Das Risiko des tatsächlichen Unfallschadens ist zwar zu 100 % in die Versicherungsprämie einkalkuliert (sollte es zumindest), wird aber tatsächlich nur zu einem geringen Prozentsatz vom Versicherer getragen.
Womit wir es also zu tun haben, ist eine „Selbstbeteiligung“ des Geschädigten und/oder des Schädigers in der Kfz-Haftpflicht des Schädigers, ohne gesetzliche Grundlage.
Ich frage daher mal in die Runde, wer schreibt einen Aufsatz zum Thema:
„Selbstbeteiligung nach unverschuldetem Verkehrsunfall?“
oder
„Betrogene Verkehrsunfallopfer durch „unfallflüchtige“ Kfz-Versicherer?“
(Gliederung: Rechtsanspruch – Rechtsprechung – Praxis)
@ virus
„Selbstbeteiligung nach unverschuldetem Verkehrsunfall?“
Den Begriff der Selbstbeteiligung kennt in der Regel nur die Kaskoversicherung. Bei der kommt es aber auf den unverschuldeten Verkehrsunfall in der Regel nicht an, da der unverschuldete Verkehrsunfall grundsätzlich Thema der Haftpflichtversicherung ist.

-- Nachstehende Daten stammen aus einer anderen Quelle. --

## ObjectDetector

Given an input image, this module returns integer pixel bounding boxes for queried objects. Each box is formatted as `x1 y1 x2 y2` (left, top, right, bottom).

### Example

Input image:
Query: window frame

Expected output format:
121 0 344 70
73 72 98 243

Also, das Thema ist schon verkehrt.
Im Haftpflichtschadensrecht ist allenfalls eine Verletzung der Schadensgeringhaltungspflicht gem. § 254 II BGB denkbar, wenn das Unfallopfer Teile seines Schadens selbst tragen soll.
@ Willi Wacker says:
24. März 2015 at 18:16
“ Also, das Thema ist schon verkehrt. “
Hi Willi,
Du siehst nur streng nach juristischen Definitionen !
Werde etwas lockerer und sieh mal durch die Brille des normal denkenden Menschen.
Ist Dir nicht aufgefallen was in Anführungszeichen steht?
Hier ist doch klar ersichtlich, dass eine „vermeintliche Selbstbeteiligung“ welche es selbstverständlich im Haftpflichtfall nicht geben kann/darf, in der Form von rechtswidrigen Schadenkürzungen etabliert werden sollte. Ist das nicht eine „zynische Art der Selbstbeteiligung“ im Haftpflichtfall?
Ich würde so ein Aufsatzthema super finden, falls es jemand kapiert um was es eigentlich geht.